Compared with extended MVS technologies, Revealer's improved multi-view non-rigid 3D reconstruction technology has distinct characteristics in terms of applicable objects, dependence on prior knowledge, physical authenticity, temporal resolution, and reconstruction accuracy:
| Aspect | Revealer SMART Technology | Extended MVS |
|---|---|---|
| Applicable Objects | Does not rely on texture features; suitable for non-rigid objects such as fluids, flames, and particle swarms (translucent, no surface texture) | Only supports non-rigid objects with rich surface textures (e.g., soft tissues); completely ineffective for fluids and smoke |
| Prior Model | No prior model required; only calibration of the imaging system is needed | Relies on the assumption of motion smoothness |
| Physical Authenticity | High-speed cameras directly capture real physical transient processes | Limited to reconstructable regions |
| Temporal Resolution | Resolves microsecond-level dynamics through high-speed cameras | Quasi-static; does not support millisecond-level deformation |
| Reconstruction Accuracy | Voxel-level resolution, up to sub-millimeter level | Achieves pixel-level accuracy only in local areas with rich texture features |
In summary, the non-rigid 3D reconstruction technology incorporating synchronous multiplicative algebra proposed by HF Agile Device Co.,Ltd is suitable for 3D reconstruction tasks of high-speed, high-dynamic non-rigid objects that are textureless and transparent.
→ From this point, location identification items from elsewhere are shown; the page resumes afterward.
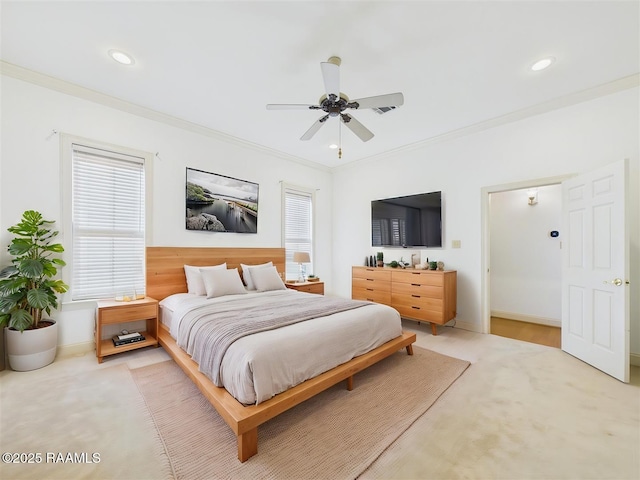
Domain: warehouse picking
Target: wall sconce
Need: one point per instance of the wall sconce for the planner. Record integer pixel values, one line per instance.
(300, 258)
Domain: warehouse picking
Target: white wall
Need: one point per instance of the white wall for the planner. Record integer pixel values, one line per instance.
(526, 262)
(566, 141)
(30, 166)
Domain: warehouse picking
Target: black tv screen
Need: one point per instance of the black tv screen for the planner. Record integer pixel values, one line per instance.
(409, 221)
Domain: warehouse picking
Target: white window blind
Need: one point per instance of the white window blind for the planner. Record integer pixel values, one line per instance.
(298, 228)
(108, 223)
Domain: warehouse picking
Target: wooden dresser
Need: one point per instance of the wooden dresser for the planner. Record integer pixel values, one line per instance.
(421, 295)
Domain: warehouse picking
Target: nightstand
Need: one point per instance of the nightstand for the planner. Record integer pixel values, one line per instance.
(111, 312)
(309, 287)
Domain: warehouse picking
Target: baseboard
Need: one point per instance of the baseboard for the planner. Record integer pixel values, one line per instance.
(75, 349)
(472, 327)
(527, 318)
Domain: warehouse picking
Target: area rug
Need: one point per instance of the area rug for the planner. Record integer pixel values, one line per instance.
(335, 435)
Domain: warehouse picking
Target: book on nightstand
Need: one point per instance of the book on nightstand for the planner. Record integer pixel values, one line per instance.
(117, 341)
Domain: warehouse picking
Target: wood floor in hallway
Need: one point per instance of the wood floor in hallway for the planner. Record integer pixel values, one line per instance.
(525, 331)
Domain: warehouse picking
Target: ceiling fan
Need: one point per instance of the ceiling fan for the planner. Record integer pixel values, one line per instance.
(334, 103)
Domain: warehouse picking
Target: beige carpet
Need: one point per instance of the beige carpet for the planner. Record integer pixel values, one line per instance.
(335, 435)
(75, 424)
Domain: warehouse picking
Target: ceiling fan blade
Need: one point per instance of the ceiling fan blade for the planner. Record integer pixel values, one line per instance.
(314, 128)
(291, 106)
(331, 77)
(389, 100)
(362, 132)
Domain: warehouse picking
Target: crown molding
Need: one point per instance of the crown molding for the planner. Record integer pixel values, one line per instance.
(624, 83)
(94, 96)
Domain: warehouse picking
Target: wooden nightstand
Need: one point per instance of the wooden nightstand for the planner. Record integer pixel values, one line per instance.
(112, 312)
(309, 287)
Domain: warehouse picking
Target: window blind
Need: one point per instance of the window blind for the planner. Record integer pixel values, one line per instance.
(108, 223)
(298, 229)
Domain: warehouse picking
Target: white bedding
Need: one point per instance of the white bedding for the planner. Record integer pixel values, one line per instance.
(259, 366)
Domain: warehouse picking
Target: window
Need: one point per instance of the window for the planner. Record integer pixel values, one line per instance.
(298, 227)
(106, 221)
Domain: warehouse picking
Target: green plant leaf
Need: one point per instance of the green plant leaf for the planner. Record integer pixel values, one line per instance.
(20, 320)
(32, 268)
(56, 248)
(12, 285)
(20, 246)
(38, 298)
(8, 303)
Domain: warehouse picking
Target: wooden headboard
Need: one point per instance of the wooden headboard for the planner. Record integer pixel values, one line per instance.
(165, 265)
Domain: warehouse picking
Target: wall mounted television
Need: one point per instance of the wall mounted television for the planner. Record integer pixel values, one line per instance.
(409, 221)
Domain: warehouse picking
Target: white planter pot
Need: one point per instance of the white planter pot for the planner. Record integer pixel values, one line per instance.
(32, 349)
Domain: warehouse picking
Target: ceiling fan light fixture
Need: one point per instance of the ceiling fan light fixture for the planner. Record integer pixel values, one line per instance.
(121, 57)
(543, 63)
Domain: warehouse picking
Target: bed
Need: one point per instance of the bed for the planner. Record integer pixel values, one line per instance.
(166, 282)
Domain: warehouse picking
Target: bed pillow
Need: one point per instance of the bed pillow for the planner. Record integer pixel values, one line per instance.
(246, 273)
(219, 282)
(266, 279)
(194, 277)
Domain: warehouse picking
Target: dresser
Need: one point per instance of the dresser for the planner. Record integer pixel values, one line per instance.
(420, 295)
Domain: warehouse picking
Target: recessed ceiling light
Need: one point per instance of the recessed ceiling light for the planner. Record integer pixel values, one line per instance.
(121, 57)
(543, 63)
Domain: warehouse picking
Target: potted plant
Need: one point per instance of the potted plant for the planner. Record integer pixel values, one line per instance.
(28, 289)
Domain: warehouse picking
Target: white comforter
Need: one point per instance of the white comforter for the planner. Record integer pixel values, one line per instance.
(259, 366)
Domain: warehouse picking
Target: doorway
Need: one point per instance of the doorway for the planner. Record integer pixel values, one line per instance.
(522, 261)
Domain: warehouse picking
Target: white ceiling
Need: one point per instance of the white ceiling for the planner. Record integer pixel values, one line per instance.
(217, 64)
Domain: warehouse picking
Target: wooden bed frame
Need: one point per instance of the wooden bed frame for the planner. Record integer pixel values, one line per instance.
(165, 276)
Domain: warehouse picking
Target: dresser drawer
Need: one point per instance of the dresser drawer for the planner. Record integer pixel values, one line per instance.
(371, 294)
(418, 277)
(126, 313)
(417, 290)
(369, 273)
(420, 311)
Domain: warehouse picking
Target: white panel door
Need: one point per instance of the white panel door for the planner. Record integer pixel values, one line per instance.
(595, 292)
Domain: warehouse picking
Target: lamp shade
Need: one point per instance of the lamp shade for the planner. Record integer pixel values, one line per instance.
(301, 257)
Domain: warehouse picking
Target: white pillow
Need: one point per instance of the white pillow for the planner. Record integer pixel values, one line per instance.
(246, 273)
(172, 302)
(219, 282)
(195, 284)
(267, 278)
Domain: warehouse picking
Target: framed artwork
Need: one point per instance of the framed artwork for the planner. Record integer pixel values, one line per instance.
(216, 203)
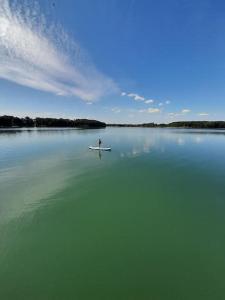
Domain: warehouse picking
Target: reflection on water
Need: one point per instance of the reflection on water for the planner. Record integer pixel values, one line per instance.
(144, 221)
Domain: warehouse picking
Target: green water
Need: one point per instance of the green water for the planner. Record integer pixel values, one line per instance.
(144, 221)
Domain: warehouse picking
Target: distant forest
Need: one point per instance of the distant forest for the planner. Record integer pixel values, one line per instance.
(10, 121)
(180, 124)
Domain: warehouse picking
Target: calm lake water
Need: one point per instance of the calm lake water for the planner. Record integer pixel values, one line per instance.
(144, 221)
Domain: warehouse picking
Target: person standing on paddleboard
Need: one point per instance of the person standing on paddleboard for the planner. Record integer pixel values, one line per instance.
(99, 143)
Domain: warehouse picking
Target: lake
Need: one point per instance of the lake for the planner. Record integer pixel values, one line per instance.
(144, 221)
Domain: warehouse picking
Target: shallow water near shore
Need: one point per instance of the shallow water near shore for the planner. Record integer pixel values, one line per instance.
(144, 221)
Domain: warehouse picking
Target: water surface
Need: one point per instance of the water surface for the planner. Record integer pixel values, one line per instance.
(144, 221)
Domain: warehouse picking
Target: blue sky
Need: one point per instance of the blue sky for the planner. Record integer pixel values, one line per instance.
(112, 60)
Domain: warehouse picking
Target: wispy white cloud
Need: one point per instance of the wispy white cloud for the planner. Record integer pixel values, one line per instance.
(153, 110)
(203, 114)
(185, 111)
(116, 110)
(35, 55)
(149, 101)
(136, 97)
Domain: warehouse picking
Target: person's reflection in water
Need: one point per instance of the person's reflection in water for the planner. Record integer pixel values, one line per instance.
(100, 154)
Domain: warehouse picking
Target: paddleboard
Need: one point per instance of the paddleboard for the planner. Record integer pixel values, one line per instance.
(100, 148)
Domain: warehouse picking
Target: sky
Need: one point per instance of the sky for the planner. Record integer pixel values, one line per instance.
(128, 61)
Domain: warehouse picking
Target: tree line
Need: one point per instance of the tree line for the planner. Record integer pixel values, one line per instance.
(11, 121)
(179, 124)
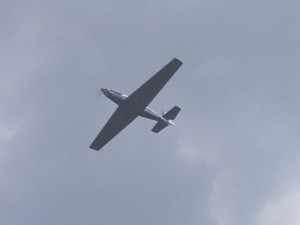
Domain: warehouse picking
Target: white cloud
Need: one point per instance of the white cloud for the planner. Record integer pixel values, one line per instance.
(282, 210)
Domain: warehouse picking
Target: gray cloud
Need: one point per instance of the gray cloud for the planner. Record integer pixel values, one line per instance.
(233, 156)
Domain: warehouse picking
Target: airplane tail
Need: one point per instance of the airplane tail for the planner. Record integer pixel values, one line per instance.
(169, 116)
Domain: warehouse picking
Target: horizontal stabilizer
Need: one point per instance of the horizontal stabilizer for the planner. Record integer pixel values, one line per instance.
(158, 127)
(172, 113)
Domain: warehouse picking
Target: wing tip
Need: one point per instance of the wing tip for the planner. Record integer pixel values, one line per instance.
(177, 61)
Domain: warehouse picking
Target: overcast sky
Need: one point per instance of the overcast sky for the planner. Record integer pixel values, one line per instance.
(232, 159)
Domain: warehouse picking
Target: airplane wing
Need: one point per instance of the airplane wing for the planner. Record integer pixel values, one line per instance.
(117, 122)
(146, 93)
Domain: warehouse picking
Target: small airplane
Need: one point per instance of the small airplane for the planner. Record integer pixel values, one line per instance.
(136, 104)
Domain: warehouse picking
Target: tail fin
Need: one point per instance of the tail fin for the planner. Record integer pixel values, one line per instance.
(170, 115)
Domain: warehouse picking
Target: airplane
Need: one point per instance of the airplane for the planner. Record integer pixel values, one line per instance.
(136, 104)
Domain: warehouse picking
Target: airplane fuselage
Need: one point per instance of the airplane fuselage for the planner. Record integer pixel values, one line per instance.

In a typical application case of reconstructing the 3D shape of high-speed water jets (a textureless, transparent non-rigid object), engineers at HF Agile Device Co.,Ltd used 4 Revealer high-speed cameras to synchronously capture capillary waves on the water column surface, initial breakage points, and droplet splashing. By applying the SMART technology, they successfully reconstructed the 3D structure of the main water column and the droplets generated by the breakage of its edges.
This article introduces a non-rigid 3D reconstruction method based on the Synchronous Multiplicative Algebra Reconstruction Technique (SMART). By transforming the problem into an inversion problem in voxel space and adopting MLOS initialization and SMART iterative optimization, it overcomes the limitations of the extended MVS technical path in reconstructing high-speed, dynamic non-rigid objects without textures (such as fluids, smoke, and arc plasmas) or those that are translucent. This technology holds significant application value in fields such as fluid mechanics research, combustion diagnosis, environmental smoke diffusion analysis, and high-speed industrial monitoring.